The growing volume of data on employee performance and health held by employers could be subject to full disclosure during a legal action against the business. It can be compared to footage from CCTV or telematics data, which is already being used in court.

Chris Murray, insurance partner at Clyde & Co, said: “The rapid rise in the use of monitoring and wearable technology by employers has many benefits. It allows a business to really understand staff behaviour and performance. But it could also play a major role in legal actions.

“Imagine a situation in which a nightclub customer slips on a wet floor and cuts their leg badly on broken glass. They may claim against the nightclub on the grounds that it failed to operate a proper system of inspection and cleaning. The nightclub can use data captured from a wearable device to prove its employee was working in that area of the club and did indeed clear the floor. But equally, there’s the risk the claimant could use the club’s own data to prove that employees were not doing their job properly.”

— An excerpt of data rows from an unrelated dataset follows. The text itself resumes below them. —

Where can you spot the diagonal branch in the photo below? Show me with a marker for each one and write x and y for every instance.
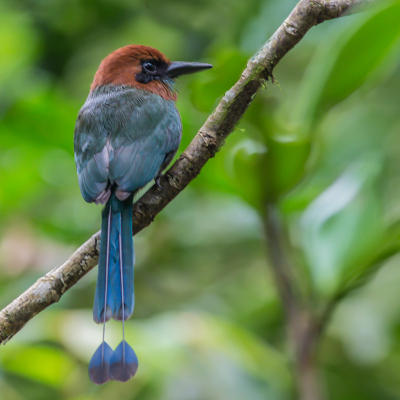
(204, 146)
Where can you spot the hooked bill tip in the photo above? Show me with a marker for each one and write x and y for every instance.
(178, 68)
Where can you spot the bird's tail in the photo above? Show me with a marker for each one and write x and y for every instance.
(114, 296)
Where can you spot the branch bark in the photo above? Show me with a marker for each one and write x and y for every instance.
(204, 146)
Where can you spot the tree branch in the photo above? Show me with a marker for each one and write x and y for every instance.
(204, 146)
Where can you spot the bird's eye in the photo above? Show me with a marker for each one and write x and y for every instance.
(149, 67)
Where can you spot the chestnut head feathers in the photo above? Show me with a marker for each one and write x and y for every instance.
(143, 67)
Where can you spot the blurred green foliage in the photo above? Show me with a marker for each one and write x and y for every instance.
(323, 145)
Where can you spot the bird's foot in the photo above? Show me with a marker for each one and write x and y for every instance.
(157, 180)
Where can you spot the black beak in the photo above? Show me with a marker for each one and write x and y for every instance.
(177, 68)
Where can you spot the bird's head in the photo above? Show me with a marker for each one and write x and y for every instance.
(145, 68)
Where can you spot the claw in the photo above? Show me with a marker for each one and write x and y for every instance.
(157, 180)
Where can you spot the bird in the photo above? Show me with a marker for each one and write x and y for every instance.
(126, 134)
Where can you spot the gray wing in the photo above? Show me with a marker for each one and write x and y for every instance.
(123, 138)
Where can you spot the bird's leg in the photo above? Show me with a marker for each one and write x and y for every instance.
(157, 179)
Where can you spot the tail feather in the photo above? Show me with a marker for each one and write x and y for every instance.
(123, 363)
(116, 232)
(99, 367)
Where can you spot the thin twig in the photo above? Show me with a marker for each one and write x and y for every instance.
(205, 145)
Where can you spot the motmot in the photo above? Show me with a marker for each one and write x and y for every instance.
(126, 134)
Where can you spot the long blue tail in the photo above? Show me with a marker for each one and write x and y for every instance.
(114, 297)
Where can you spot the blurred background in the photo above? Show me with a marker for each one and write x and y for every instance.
(322, 145)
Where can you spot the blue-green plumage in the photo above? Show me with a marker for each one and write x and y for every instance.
(126, 133)
(124, 137)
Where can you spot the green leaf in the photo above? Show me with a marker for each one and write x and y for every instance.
(345, 61)
(48, 365)
(341, 228)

“Wearable tech and monitoring devices produce data, which in turn can be used as evidence. They represent a double-edged sword for employers. The rules that apply to any evidence apply in just the same way to wearable tech data. Suddenly, employers will find themselves with access to a new dimension of data on their operations. The implications of that have yet to be thought through.”

In 2016, in the United States FitBit worked with 70 major companies within the Fortune 500 and 1,300 other businesses to launch schemes in which its wearable devices were used by employees to monitor their health and wellbeing.

Chris Murray noted that this raised the question of whether data from employees’ personal devices such as Fitbits could be disclosed in a claim. He said: “There’s nothing to prevent an employee bringing some sort of device capable of monitoring their activity into the workplace. Data from a Fitbit was first introduced into court in Canada back in 2014, so these devices will feature in legal actions.”

A recent study by US firm Grand View Research showed that the global workforce analytics market is currently growing at 16 percent compound annual growth rate, and is expected to reach £1.9bn by 2025, The HR technology industry is growing at 8 percent annually and expected to be $15bn in size in 2018 (IDC, Forrester, from Shea & Company 2015).

Clyde & Co’s James Major, a partner in the employment team, noted that employees are increasingly using these technologies to record events to later use against their employers or colleagues. He cited instances in which employees have recorded their interactions with their employer and even occasions where they have left phones or recording devices in rooms to record private discussions.

He said: “We’ve been involved in several cases in which employees have used phones to surreptitiously record interactions with other staff and management, and then use these recordings as evidence in support of their claim. Some employees, when asked to leave the room during a formal hearing, have even deliberately left their jacket or bag behind with a recording device in it.”

“Given that our experience tells us that employees are very conscious, often nervous, about how employers monitor them, organisations need to think very carefully about how they use and store data collected from wearable technology. They also need to consider the process by which they introduce it. For example, should they consult their employees?”

The issue of employee monitoring data is being thrown into sharp relief by the arrival of the new Data Protection Act in May 2018. Employers will have to justify the need for their collection and retention of any personal data, which would include data collected from wearable technology provided by the employer. Employers, he said, may have ‘some difficulty’ in justifying that it is necessary to collect and retain all of the data produced by such technologies.